AIR DEFENSE

Imitation learning, live

Drones drift down from the dark. You command the right turret — aim with the mouse, click to fire one round. Your barrel turns slowly and your magazine reloads a round at a time, so every shot has to count. Lead the targets and make them land.

The left turret learns from you: each hit you land becomes a training example, and a small neural net learns to aim — leads and all. It also learns which drone to take next from the cost of the ones that slip through, and it defends the whole skyline. Train it well and watch it hold the city. Tune everything under ⚙ Options.

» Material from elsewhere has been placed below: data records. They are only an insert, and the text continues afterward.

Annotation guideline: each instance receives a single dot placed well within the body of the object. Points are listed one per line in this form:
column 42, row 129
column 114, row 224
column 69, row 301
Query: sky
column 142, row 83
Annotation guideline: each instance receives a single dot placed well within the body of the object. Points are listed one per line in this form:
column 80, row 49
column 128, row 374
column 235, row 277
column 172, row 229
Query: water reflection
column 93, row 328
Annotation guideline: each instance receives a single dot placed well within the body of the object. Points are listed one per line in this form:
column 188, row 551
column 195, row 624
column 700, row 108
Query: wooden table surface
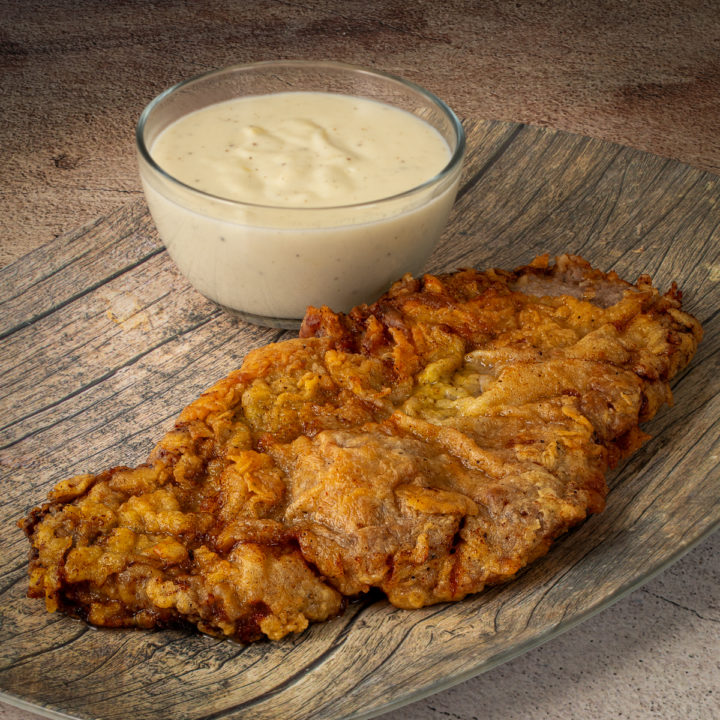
column 75, row 76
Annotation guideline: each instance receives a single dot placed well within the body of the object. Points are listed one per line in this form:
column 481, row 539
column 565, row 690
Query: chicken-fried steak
column 429, row 444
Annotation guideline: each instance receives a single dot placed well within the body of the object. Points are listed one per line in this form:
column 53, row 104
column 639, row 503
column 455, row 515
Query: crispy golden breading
column 429, row 445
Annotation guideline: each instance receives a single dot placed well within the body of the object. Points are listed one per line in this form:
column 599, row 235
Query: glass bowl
column 266, row 263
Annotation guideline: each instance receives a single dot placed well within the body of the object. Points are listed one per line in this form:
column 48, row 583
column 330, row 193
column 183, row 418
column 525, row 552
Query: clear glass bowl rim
column 454, row 162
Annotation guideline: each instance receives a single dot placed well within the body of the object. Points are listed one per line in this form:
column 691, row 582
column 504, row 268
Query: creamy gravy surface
column 295, row 165
column 301, row 149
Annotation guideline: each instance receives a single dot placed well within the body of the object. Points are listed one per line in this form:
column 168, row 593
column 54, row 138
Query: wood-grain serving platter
column 103, row 342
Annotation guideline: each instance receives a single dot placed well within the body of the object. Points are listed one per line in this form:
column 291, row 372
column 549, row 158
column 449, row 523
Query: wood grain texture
column 104, row 342
column 642, row 72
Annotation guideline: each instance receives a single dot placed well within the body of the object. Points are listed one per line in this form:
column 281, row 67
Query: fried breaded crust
column 429, row 445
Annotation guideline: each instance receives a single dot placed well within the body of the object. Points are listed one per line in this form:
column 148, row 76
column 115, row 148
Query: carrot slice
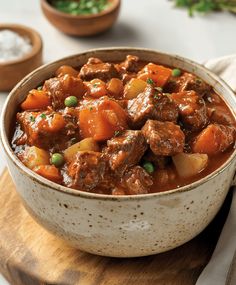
column 158, row 73
column 50, row 172
column 214, row 139
column 36, row 99
column 101, row 121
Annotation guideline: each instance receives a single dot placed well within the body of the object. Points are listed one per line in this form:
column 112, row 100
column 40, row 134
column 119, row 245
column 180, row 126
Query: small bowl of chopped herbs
column 81, row 17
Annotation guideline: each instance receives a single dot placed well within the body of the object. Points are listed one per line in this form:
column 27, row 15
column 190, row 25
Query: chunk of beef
column 192, row 109
column 137, row 181
column 187, row 82
column 151, row 105
column 159, row 161
column 214, row 138
column 59, row 88
column 220, row 115
column 45, row 129
column 125, row 150
column 87, row 170
column 165, row 138
column 130, row 64
column 95, row 68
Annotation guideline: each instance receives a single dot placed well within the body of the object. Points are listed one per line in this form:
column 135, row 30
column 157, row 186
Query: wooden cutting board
column 29, row 255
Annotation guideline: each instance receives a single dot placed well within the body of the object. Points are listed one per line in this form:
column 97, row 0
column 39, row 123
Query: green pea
column 176, row 72
column 148, row 166
column 71, row 101
column 57, row 159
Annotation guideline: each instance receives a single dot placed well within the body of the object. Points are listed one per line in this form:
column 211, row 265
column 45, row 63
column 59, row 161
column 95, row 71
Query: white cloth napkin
column 222, row 266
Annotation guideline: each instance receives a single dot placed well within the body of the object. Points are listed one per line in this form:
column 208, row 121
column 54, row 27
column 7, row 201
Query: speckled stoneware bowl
column 123, row 226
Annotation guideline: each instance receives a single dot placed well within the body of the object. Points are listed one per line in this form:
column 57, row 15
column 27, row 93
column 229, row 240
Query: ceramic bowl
column 82, row 25
column 12, row 72
column 119, row 226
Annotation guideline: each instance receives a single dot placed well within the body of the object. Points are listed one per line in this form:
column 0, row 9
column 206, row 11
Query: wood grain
column 29, row 255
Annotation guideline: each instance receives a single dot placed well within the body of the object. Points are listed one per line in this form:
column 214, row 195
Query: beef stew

Mouse — aim Click — one shot P — pause

Choose a difficulty

CITY OVERRUN

The skyline took too many hits

You

AI student

Survived

ABOUT THE TRAINING

Two tiny neural nets, trained live in your browser

The left turret can't see the sky the way you do. Instead it watches you play and learns two separate things: how to aim (by copying you) and what to shoot first (from the cost of the drones that get through). Both are small multilayer perceptrons (MLPs) written in plain JavaScript and trained live — no server, no pre-training.

1 · Learning to aim — imitation learning

Every time you land a shot, the game stores one training example:

Input (the state): four numbers describing the drone you hit — its position relative to your gun (Δx, Δy) and its velocity (vx, vy), each normalised to a roughly 0–1 range.
Target (the action): two numbers — the unit vector of the direction you actually fired, i.e. how far you led the moving target.

That state → firing-direction pair is a demonstration. Copying an expert's policy from demonstrations, with no reward function, is behavioural cloning — the simplest form of imitation learning. Two details make it work well:

Only hits become demos. A miss is a bad label, so the dataset is filtered to successful expert actions — much cleaner supervision.
A shared coordinate frame. Your turret is on the right and the AI's faces the other way, so the game mirrors the x-axis into one "canonical" frame; your examples are then directly reusable by the left gun. Bullet speed is held fixed, so the exact amount of lead it learns transfers.

The network is an MLP shaped 4 → 32 → 24 → 2, with tanh hidden layers and a linear output. The task is regression: make its predicted direction match yours, scored by mean-squared error (MSE). It trains by full-batch gradient descent with momentum (plus a little weight decay to resist overfitting). The green sparkline in the bottom readout is that MSE falling. As demos pile up the net generalises — it produces sensible leads for drone states you never explicitly demonstrated.

2 · The honesty rule — it never cheats

The aim always comes from the network, never from a closed-form intercept formula. Before firing, it runs an honest self-check: "if I fire where my net is pointing, does the straight bullet pass close to where the drone will be?" If yes it shoots; if not it holds fire. This is pure ammo discipline — it decides whether to fire, but never corrects the aim. So an undertrained net genuinely misses (or wisely holds); only real learning makes it connect.

3 · Learning what to shoot — from the penalty

With a slow barrel and scarce ammo, target choice decides whether the city survives, so a second net learns it. For each candidate drone it reads five features: time-to-ground (urgency), fall speed, how far the barrel must swing to face it (slew cost), distance, and reachability — the aim net's own predicted miss.

The label comes from the outcome: a drone the turret destroys → 1 (good pick); a drone that slips through and hits the city → 0 (the penalty). It's trained online, mid-game, to predict the probability that engaging a drone will pay off — a small value / credit-assignment model where the cost of missed drones is the learning signal. It's blended with a plain "take the makeable shot" prior so it can never do worse than the obvious heuristic, only better.

What to watch

Loss falling = the aim net fitting your style.
Hit-rate climbing = both nets working together — better aim, smarter targets.
Reset brain in Options wipes both nets so you can watch it learn from zero.

Concepts in play: behavioural cloning · imitation vs. reinforcement learning · regression with MSE · gradient descent + momentum · weight decay · feature normalisation · learning from successful demonstrations · generalisation · online learning · outcome-driven target selection.